OpenSolaris derived ZFS NAS/ SAN (OmniOS, OpenIndiana, Solaris and napp-it)

Please may I request that S99napp-it stopcmd lock/offline any "encrypted pool on files" (pool oef) which napp-it is managing. I've had pools corrupted unexpectedly in nut power events which execute SHUTDOWNCMD and also when executing System -> Restart napp-it after updating /var/web-gui/_log/mini_httpd.pem with new SSL certificates.

Luckily, I had snaps to rescue the pool files, but I would greatly prefer if they weren't so at risk for corruption.

This is new to me, needs some investigations
 
Hello. I have the following notes from my experience with napp-it's SSL certificate:

* Restart Web-UI displays "...https server at port 82 or 443 with your certificate file at /var/web-gui/_my/mini_httpd.pem" but S99napp-it actually looks in /var/web-gui/_log for the PEM
* At first I placed the certificate at /var/web-gui/_log/mini_httpd.pem and secured it, but agent-bootinit.pl chmods the entirety of /var/web-gui back to world-readable 0755
* Symlinking a /var/web-gui/_log/mini_httpd.pem to a root-secured file in an alternate location works and stays secure after a napp-it restart
 
Hello. I have the following notes from my experience with napp-it's SSL certificate:

* Restart Web-UI displays "...https server at port 82 or 443 with your certificate file at /var/web-gui/_my/mini_httpd.pem" but S99napp-it actually looks in /var/web-gui/_log for the PEM
* At first I placed the certificate at /var/web-gui/_log/mini_httpd.pem and secured it, but agent-bootinit.pl chmods the entirety of /var/web-gui back to world-readable 0755
* Symlinking a /var/web-gui/_log/mini_httpd.pem to a root-secured file in an alternate location works and stays secure after a napp-it restart

Thanks,
will care about in next release
 
Realtimemonitor and Shorttermmonitor do not work for me on the https napp-it. Not sure if I've mis-configured things. Any idea?
 
I see a way to create a job to email me if disks fail. Is there anything like that for pools being degraded or whatever? Thanks!
 
Realtimemonitor and Shorttermmonitor do not work for me on the https napp-it. Not sure if I've mis-configured things. Any idea?

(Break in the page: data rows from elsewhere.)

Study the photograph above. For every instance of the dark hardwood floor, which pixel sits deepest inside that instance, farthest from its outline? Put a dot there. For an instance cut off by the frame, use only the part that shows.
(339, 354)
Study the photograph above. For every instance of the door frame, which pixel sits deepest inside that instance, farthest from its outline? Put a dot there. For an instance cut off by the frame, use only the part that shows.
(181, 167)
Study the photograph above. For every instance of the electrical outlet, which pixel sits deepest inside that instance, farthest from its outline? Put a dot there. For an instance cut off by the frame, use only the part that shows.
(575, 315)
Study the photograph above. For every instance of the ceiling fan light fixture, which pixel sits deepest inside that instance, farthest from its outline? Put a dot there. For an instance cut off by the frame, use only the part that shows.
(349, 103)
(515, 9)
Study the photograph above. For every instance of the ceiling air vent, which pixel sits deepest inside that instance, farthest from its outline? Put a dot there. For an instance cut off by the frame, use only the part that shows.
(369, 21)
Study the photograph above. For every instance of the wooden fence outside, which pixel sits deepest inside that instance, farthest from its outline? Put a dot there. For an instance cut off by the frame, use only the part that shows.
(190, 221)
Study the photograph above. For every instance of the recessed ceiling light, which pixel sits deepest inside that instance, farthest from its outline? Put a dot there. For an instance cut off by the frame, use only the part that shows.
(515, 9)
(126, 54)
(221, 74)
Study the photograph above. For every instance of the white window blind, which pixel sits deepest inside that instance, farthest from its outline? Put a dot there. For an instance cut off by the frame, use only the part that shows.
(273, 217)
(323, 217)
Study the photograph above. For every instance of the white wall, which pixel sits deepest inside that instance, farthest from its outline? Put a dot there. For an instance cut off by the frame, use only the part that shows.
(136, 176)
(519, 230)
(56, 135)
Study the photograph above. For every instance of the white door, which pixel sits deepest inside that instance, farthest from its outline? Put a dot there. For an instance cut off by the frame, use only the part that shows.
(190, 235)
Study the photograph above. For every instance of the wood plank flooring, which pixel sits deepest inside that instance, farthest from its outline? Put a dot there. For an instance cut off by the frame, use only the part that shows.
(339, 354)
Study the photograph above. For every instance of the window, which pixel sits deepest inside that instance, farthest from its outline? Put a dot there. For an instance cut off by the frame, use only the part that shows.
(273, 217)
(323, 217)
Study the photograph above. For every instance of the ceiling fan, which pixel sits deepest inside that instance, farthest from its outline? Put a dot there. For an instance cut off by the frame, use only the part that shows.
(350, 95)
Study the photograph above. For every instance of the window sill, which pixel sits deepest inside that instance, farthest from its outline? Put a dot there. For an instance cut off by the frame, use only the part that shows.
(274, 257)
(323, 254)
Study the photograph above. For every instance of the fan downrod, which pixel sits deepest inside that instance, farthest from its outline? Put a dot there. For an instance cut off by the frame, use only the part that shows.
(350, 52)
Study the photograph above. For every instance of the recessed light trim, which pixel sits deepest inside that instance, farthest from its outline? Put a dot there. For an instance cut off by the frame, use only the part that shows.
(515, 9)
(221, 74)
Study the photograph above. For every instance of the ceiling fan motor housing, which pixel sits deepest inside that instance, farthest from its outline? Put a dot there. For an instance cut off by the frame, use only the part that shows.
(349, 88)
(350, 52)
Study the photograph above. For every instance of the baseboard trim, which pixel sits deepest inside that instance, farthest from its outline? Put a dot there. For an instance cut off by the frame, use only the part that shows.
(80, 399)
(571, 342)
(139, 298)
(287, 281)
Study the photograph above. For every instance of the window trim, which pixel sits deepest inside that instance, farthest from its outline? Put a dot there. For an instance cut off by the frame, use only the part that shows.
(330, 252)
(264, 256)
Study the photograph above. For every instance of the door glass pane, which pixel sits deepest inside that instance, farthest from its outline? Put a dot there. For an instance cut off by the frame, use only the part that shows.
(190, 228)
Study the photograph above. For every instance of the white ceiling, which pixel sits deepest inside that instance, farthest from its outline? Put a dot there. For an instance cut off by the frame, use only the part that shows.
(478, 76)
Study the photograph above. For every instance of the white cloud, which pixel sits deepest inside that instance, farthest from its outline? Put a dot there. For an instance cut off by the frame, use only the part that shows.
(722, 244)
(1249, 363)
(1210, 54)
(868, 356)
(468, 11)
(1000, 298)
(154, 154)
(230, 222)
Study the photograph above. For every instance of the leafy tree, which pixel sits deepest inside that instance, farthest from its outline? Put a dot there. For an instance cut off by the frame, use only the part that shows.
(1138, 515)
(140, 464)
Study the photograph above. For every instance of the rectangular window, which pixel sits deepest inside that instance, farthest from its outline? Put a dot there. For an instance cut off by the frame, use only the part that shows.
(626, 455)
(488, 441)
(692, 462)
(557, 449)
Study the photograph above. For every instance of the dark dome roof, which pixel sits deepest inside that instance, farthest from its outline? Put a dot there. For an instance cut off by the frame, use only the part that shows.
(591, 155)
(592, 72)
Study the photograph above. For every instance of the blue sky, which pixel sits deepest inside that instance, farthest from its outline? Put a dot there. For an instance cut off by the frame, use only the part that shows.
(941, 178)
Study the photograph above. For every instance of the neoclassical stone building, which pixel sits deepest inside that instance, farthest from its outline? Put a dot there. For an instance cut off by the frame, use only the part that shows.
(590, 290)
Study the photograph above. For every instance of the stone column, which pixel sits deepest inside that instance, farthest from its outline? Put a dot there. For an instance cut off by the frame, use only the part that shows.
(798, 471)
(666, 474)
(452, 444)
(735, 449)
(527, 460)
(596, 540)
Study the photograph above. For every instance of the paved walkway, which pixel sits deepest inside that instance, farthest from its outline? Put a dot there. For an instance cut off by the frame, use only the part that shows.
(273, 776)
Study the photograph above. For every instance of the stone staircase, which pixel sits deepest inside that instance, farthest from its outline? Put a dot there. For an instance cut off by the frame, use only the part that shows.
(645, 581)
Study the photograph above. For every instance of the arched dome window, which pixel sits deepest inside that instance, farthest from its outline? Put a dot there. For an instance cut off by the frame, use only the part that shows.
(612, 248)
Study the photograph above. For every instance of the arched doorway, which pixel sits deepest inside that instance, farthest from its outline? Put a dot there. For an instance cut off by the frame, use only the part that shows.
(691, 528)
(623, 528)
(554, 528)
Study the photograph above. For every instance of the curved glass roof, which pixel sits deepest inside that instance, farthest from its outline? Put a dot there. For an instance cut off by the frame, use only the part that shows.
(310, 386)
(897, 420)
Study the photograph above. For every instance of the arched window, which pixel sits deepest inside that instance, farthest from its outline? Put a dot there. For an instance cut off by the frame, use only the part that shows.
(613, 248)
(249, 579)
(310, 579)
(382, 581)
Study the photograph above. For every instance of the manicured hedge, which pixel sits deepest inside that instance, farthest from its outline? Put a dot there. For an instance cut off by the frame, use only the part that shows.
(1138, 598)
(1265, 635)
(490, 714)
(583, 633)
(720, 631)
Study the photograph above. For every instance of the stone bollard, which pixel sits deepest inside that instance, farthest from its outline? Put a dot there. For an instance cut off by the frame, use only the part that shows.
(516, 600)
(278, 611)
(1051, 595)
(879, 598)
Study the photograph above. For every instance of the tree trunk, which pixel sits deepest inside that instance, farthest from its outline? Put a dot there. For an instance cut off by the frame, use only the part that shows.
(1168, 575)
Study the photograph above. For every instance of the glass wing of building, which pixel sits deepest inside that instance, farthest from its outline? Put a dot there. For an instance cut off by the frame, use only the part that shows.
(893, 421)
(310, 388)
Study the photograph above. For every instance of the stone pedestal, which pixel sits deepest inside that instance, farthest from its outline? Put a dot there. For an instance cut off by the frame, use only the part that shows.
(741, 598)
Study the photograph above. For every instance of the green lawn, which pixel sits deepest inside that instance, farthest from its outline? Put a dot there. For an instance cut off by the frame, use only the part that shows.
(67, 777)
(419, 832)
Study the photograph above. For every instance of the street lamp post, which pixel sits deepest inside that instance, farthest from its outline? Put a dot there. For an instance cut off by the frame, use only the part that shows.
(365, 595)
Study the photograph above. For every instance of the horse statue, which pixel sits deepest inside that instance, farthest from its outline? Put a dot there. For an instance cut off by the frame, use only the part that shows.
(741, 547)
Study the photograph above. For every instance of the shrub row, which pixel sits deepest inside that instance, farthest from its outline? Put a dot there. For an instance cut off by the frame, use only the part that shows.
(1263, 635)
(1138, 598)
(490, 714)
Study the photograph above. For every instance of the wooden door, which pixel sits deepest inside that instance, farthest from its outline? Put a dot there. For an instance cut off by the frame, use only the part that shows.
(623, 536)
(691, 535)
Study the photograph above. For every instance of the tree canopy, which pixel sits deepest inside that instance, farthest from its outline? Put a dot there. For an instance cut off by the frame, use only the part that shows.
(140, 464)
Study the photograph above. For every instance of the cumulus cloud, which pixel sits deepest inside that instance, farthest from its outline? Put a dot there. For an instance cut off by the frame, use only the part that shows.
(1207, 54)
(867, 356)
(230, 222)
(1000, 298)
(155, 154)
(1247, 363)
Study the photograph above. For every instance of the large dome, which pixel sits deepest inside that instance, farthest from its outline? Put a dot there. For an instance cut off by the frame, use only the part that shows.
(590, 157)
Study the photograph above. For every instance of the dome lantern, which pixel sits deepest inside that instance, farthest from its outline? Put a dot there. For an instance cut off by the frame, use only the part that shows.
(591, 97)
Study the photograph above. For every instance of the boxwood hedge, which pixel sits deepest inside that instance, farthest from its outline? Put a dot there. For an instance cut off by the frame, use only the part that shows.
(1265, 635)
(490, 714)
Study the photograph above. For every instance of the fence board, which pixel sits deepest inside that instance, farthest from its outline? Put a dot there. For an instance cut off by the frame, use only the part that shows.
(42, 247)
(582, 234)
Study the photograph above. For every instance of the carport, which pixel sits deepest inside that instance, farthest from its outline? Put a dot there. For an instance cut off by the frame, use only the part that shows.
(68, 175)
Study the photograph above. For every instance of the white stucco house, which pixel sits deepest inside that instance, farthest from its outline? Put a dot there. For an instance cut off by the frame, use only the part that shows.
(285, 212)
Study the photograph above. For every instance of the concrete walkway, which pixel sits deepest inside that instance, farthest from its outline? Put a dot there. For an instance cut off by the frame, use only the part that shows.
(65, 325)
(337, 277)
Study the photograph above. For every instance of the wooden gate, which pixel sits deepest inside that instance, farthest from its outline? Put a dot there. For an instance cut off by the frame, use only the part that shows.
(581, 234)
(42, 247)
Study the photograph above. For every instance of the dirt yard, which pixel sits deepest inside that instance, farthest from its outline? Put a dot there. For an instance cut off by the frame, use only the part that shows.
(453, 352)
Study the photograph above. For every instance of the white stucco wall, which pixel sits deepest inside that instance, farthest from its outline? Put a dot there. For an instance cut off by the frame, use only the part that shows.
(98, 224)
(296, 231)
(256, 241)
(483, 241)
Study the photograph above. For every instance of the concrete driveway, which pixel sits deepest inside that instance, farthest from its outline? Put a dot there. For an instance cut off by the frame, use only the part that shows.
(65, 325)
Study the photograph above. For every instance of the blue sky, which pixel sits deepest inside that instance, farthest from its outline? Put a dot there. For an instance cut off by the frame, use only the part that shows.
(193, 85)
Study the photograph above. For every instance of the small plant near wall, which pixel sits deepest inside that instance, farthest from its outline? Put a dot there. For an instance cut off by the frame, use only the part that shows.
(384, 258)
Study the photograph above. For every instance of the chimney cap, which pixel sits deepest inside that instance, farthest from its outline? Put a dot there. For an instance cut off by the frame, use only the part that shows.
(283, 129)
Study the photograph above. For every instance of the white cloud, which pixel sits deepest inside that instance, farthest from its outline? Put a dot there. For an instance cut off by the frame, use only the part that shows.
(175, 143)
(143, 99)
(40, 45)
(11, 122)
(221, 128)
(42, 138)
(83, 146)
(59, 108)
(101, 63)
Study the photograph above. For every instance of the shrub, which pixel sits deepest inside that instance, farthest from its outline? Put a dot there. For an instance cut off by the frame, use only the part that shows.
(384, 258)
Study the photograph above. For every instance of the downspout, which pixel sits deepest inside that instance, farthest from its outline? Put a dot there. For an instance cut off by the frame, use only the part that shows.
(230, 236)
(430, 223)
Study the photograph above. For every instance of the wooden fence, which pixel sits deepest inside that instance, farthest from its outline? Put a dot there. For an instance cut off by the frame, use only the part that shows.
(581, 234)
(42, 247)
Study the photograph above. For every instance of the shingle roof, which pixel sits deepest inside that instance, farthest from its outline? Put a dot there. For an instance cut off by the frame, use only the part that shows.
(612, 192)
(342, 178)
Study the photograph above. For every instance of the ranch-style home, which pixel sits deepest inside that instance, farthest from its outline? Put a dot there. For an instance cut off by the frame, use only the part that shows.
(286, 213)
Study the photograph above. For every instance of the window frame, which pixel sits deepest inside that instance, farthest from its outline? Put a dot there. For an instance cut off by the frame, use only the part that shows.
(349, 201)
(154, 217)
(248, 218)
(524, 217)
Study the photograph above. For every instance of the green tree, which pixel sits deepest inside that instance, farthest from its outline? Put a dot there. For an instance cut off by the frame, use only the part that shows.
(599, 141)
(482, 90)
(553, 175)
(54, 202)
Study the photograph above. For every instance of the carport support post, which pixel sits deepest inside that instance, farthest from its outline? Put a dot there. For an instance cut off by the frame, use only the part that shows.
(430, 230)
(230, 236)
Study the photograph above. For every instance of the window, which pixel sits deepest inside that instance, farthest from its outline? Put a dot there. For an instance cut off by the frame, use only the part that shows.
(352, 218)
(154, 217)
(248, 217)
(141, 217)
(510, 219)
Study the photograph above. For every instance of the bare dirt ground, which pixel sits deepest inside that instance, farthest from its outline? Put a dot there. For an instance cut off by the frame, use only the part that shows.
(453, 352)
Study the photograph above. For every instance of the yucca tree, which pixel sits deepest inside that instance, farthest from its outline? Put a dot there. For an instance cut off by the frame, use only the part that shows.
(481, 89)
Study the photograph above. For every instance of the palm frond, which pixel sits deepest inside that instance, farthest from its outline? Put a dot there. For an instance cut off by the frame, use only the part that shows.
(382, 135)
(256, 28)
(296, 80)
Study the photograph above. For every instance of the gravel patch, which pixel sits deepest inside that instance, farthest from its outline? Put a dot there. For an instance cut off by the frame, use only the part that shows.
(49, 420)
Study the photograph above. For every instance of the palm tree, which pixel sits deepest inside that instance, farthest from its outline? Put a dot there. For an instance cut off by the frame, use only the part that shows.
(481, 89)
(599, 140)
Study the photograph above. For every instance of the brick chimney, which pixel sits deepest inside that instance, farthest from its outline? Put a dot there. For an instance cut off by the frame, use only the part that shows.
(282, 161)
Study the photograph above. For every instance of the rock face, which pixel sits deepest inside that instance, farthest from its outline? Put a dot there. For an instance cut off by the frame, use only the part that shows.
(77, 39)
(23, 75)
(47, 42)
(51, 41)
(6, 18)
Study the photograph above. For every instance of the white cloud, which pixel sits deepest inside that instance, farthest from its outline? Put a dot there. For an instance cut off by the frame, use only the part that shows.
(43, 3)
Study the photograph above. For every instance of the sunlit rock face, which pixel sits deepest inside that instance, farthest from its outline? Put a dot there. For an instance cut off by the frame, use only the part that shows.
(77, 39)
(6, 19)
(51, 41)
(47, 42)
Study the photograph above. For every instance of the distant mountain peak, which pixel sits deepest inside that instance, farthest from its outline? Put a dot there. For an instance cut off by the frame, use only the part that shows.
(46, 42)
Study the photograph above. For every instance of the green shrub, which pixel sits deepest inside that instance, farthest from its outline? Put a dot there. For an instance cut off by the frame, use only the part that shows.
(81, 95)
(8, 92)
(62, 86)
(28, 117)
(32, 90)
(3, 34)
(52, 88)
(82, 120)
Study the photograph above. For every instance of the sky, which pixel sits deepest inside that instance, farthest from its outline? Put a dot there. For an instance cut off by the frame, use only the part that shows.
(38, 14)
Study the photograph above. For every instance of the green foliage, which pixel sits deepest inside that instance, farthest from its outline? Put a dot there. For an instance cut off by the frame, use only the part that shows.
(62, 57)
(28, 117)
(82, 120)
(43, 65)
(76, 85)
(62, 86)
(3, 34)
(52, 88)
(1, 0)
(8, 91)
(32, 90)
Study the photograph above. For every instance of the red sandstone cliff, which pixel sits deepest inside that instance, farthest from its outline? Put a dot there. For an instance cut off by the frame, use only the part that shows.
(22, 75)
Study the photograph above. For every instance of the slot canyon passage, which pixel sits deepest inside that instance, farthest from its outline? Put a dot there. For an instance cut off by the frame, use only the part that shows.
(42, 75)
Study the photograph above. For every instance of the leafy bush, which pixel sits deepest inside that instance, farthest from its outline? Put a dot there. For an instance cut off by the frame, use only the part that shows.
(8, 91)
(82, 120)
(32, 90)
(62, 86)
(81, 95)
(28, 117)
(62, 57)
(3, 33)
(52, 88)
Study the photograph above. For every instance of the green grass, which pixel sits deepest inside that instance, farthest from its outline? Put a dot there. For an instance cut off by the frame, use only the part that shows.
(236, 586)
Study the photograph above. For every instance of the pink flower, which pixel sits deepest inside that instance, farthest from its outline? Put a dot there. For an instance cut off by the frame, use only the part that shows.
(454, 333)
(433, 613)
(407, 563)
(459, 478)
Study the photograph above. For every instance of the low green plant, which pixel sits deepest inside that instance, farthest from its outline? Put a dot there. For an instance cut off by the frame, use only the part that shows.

https (minihttpd) + realtime graphs via websockets (Mojolicious) is currently not possibly
 
Hey Gea, I'm on 16.03 Pro with the Monitor extension. Is there a way to view long-term L2ARC usage stats? I want to see if my L2ARC is being used at all. I've been reading a lot that L2ARC is often a waste. When Should I Buy Readzilla/L2ARC? (Oracle Storage Ops)

Currently, only shorttime logs (last minute) are implemented.
You may create an "other job" that calls arcstat.pl every 5 minutes and adds the result to a textfile
(or add the napp-it values from /tmp to a file)

illumos-gate/arcstat.pl at master · illumos/illumos-gate · GitHub
 
I see a way to create a job to email me if disks fail. Is there anything like that for pools being degraded or whatever? Thanks!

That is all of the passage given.